Bon, quelle heure est-il ? Et à quelle heure aviez-vous prévu de partir à l’association ? « Quelle journée... Tellement d’émotions depuis ce matin. Bon, tout semble se terminer plutôt bien. Allez, en route ma vieille ! »
Vingt minutes plus tard, vous êtes dans l’autobus qui vous conduit vers le local de votre association. Vous vous sentez épuisée... Soulagée mais épuisée... Et il y a encore la petite fête. Est-ce vraiment le bon moment pour annoncer votre retrait de l’association ? Surtout si Colombe n’est pas là... Et puis, est-ce le bon moment de partir ? « Tiens, ça va être l’heure de l’horoscope. »
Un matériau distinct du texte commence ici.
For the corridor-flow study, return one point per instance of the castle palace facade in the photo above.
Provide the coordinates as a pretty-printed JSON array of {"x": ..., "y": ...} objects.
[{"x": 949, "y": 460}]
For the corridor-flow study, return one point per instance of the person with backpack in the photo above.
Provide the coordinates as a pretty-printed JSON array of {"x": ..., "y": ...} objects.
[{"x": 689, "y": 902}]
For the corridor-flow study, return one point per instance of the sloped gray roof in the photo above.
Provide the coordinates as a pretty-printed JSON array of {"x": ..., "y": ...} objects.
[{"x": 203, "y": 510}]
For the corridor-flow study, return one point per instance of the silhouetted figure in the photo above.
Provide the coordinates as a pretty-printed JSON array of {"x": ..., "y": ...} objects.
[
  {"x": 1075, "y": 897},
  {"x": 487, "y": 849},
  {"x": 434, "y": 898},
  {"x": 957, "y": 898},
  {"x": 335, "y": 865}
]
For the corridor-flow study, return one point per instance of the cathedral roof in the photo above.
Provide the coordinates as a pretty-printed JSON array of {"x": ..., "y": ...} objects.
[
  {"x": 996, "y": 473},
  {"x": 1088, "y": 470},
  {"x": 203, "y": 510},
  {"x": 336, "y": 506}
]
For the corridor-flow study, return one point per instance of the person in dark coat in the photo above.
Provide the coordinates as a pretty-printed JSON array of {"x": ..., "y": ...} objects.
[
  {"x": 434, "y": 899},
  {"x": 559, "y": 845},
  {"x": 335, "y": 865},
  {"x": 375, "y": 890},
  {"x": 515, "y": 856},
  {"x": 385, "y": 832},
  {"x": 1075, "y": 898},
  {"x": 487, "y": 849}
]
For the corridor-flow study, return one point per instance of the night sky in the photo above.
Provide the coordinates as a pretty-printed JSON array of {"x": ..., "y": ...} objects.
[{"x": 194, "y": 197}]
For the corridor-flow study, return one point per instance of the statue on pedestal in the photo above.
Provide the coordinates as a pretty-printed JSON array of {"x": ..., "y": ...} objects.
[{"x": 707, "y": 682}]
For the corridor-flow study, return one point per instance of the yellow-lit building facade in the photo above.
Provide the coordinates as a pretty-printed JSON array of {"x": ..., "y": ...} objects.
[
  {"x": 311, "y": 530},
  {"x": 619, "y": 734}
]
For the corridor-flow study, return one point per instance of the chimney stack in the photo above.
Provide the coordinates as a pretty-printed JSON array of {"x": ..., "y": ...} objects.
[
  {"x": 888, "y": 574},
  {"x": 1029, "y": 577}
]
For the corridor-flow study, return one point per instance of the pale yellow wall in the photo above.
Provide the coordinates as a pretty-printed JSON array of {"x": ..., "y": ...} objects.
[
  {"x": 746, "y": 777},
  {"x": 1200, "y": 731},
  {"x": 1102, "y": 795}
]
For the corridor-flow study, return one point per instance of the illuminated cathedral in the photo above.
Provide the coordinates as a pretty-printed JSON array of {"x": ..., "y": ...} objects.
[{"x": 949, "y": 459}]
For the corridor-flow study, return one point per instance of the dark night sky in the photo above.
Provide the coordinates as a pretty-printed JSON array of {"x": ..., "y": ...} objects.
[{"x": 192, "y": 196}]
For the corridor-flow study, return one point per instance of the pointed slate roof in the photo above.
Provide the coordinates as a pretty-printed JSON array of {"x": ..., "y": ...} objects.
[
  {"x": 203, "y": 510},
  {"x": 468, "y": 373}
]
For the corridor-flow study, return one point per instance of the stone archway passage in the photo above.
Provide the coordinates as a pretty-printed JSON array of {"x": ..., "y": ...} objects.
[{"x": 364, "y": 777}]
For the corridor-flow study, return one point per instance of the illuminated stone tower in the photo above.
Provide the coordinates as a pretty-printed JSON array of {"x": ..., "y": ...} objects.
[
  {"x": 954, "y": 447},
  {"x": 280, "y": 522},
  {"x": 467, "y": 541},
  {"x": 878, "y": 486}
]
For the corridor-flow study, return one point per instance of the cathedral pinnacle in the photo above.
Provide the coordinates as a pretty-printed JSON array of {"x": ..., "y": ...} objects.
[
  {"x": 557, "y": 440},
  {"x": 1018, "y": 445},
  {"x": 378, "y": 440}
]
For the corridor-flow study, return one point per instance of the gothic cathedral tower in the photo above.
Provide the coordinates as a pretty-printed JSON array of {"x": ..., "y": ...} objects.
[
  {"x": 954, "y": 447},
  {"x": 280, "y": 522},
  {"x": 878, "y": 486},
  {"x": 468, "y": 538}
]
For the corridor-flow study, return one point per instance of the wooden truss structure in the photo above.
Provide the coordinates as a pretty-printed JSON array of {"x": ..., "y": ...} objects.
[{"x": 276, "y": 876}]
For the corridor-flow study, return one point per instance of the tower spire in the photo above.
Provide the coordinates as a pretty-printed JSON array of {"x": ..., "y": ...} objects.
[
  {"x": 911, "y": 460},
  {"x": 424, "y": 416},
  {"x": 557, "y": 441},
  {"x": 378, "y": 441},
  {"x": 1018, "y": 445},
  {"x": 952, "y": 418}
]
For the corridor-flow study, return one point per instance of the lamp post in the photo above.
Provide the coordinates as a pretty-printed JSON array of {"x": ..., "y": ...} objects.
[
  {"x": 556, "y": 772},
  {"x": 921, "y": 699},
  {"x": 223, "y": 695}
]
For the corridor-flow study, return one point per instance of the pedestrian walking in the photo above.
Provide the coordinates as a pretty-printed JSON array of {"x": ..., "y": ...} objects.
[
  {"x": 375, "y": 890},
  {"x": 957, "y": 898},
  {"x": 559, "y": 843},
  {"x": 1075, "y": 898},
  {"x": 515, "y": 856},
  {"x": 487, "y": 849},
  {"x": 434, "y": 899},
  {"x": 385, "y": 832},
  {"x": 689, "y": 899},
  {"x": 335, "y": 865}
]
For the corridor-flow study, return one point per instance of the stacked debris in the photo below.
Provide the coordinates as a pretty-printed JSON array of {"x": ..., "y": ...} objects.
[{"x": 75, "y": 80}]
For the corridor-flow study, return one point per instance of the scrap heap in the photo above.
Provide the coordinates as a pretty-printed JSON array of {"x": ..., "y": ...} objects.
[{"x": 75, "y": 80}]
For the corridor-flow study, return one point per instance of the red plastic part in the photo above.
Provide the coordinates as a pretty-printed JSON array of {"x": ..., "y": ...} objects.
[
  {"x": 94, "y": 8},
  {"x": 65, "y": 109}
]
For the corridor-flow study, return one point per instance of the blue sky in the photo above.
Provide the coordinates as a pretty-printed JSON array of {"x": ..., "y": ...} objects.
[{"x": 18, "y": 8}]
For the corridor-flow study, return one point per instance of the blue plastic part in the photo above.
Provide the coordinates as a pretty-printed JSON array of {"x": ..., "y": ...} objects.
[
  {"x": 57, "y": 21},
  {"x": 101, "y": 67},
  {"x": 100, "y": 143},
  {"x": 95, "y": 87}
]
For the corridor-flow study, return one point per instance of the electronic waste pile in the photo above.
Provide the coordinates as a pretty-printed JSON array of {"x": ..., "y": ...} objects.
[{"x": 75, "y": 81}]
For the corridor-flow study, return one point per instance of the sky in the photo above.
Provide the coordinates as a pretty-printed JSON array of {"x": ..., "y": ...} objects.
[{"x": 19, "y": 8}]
Effectivement, à la descente du bus, vous reconnaissez la dame en gris qui vend chaque jour des horoscopes imprimés sur du mauvais papier « au profit d’une association d’aide aux handicapés. » Une manière maladroitement déguisée de faire la manche... Elle aussi vous reconnaît puisque, chaque jour, vous lui achetez une de ses feuilles pour la punaiser dans le secrétariat de votre local. « A cette heure-ci de la journée, elle ne doit plus en vendre beaucoup... »

« - Bonjour, un petit horoscope pour aider...
- Pas de problème, comme d’habitude.
- Merci madame, heureusement que vous pensez aux autres.
- Autant que possible. A demain. »

Vous continuez votre route. Au moment d’arriver à la porte de l’association, votre téléphone vous annonce l’arrivée d’un SMS de... « Désolé pour tout à l’heure. Je me suis arrangé et je rentre après-demain. Appelle-moi si tu veux demain matin. Bonne soirée. J-J » Et une émotion de plus pour aujourd’hui... Vous restez là, toute émue, avec votre papier dans une main et votre téléphone dans l’autre. Vous essayez de vous reprendre avant d’ouvrir la porte. Un petit coup d’œil sur l’horoscope ? Allez, respirez à fond et, n’oubliez pas, vous êtes Gémeaux.